Gazprom begins negotiating LNG sales from Vladivostok plant
AMSTERDAM. May 31 (Interfax) - Gazprom has begun contract negotiations for to sell liquefied natural gas (LNG) produced at the future Vladivostok LNG plant, the deputy chairman of the Gazprom management board, Andrei Kruglov, said during a session of the European Business Congress.
"We have already started commercial negotiations with this project's consumers. Furthermore, we are considering the possibility of expanding LNG production on Sakhalin," Kruglov said.
Gazprom's management board approved an investment rationale for the LNG plant in February. The project involves building an LNG plant with three trains, capacity 5 million tonnes of LNG per year, in the Perevoznaya Bay on the Lomonosov Peninsula.
The gas will be sourced in the Sakhalin, Yakutia and Irkutsk gas production centers, and the LNG will be sold to Asia-Pacific region countries.
A gas pipeline from Sakhalin Island with capacity of 6 billion cubic meters per year, the Sakhalin-Khabarovsk-Vladivostok line, has already been built near the city and there are plans to expand it to 30 bcm.
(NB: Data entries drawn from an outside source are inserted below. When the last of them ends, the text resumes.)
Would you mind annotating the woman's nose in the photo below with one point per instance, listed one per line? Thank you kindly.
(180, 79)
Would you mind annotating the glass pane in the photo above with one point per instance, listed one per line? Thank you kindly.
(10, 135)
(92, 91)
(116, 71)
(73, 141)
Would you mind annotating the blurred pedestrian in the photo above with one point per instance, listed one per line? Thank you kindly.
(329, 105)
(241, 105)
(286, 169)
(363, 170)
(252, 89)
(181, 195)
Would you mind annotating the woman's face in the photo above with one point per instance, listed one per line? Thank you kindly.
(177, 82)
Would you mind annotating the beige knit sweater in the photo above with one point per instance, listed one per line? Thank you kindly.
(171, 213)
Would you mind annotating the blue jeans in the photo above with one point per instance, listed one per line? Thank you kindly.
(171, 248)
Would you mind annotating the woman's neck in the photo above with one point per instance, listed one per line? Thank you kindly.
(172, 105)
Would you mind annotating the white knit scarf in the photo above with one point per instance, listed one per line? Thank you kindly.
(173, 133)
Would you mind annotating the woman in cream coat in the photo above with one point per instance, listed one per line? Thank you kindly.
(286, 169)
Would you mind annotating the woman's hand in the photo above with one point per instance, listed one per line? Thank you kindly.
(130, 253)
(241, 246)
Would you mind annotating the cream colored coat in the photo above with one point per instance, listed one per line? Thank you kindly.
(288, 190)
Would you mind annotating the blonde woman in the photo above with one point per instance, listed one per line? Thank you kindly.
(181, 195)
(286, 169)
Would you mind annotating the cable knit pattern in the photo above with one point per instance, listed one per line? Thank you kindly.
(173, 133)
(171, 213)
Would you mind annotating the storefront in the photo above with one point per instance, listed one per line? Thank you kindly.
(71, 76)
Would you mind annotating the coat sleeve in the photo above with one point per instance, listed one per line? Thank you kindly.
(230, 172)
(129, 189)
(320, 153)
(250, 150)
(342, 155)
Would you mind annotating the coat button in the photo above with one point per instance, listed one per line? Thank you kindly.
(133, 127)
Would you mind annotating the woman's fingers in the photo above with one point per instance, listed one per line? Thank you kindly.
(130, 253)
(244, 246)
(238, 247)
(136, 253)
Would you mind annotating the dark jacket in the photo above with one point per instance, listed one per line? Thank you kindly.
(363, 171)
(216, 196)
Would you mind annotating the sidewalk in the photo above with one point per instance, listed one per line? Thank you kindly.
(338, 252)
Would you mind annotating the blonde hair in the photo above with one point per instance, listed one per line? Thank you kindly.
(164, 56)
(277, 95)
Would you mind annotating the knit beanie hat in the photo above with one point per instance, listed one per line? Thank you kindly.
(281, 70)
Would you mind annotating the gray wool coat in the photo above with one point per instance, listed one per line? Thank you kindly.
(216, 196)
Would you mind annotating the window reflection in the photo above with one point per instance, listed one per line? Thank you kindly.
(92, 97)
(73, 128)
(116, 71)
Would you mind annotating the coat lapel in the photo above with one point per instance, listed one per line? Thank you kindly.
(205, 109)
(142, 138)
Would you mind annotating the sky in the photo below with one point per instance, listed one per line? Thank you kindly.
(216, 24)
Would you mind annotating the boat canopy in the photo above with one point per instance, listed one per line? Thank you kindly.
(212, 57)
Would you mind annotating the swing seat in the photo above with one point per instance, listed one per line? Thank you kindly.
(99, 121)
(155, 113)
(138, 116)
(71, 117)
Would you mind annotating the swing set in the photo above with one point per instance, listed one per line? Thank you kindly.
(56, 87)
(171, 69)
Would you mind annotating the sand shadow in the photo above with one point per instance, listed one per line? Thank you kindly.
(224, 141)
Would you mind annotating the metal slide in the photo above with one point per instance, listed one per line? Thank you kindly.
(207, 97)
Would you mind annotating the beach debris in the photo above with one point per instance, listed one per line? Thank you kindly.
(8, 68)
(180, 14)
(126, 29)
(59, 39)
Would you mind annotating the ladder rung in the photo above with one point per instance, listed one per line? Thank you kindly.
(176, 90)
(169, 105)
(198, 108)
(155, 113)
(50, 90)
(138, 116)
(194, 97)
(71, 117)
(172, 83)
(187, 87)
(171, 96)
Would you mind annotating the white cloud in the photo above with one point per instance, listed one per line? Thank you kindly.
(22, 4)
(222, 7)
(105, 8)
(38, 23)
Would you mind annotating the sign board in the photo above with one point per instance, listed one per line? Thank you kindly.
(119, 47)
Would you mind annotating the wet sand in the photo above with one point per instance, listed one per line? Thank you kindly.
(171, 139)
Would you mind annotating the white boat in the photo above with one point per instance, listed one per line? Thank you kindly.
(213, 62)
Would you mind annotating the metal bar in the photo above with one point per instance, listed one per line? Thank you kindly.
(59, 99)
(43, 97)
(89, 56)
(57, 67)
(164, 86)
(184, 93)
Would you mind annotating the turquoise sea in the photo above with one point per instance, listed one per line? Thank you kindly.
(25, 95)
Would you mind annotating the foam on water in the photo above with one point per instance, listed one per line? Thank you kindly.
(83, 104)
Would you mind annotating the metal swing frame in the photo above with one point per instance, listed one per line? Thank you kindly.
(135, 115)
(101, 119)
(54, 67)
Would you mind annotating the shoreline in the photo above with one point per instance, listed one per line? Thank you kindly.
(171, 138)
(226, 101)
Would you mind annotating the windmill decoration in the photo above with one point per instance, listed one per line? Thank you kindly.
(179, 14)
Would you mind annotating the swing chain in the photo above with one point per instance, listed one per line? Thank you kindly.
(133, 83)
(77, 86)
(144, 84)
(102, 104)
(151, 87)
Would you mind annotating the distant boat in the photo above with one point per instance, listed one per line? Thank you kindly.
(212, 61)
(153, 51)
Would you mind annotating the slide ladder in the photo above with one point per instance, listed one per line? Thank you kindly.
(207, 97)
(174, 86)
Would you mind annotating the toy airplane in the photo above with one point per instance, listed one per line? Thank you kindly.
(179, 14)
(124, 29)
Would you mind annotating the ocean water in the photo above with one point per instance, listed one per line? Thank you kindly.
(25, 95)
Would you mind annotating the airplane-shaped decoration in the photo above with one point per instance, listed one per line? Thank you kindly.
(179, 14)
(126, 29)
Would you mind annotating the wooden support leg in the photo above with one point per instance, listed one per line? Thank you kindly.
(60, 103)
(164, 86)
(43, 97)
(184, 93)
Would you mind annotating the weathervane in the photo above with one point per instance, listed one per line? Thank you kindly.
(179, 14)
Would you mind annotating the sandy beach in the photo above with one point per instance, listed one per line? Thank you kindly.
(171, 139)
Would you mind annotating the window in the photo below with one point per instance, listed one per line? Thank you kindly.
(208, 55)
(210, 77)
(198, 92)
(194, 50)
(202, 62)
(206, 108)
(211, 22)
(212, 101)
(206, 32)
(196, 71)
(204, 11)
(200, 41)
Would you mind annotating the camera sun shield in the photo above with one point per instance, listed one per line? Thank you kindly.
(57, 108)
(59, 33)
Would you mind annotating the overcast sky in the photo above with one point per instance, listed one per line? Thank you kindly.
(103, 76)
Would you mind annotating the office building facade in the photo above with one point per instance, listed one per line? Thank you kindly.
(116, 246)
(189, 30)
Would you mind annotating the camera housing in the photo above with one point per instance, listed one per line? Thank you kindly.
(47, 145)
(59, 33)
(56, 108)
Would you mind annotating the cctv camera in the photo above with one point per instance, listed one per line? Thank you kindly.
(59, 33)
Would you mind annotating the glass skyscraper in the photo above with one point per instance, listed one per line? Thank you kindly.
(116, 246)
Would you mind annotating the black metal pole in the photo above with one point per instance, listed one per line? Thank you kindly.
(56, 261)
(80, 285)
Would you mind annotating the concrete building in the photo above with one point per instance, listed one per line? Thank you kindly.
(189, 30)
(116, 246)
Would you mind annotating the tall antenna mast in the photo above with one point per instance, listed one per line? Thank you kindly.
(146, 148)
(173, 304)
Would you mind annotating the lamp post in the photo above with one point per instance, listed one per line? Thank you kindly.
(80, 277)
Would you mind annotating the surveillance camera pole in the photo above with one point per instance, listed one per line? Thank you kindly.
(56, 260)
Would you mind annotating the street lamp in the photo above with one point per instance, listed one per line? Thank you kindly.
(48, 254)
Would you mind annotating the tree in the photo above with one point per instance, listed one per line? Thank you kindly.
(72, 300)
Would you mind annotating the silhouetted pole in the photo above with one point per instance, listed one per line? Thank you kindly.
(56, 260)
There are also plans to build the Power of Siberia pipeline to Vladivostok, which will initially carry gas from the Chayanda field in Yakutia and later gas from the Kovykta field in the Irkutsk region.
Gazprom CEO Alexei Miller has held negotiations with the chairman of China's CNPC, Jiang Jiemin, on supplies of both pipeline and liquefied gas under the Vladivostok LNG project.
Gazprom may offer its foreign partners a stake of up to 50% in the project, the company's deputy CEO, Vitaly Markelov, said in May.
Local environmentalists claim an LNG plant would cause irreversible damage to the Khasan district's unique wildlife and suggest building it elsewhere.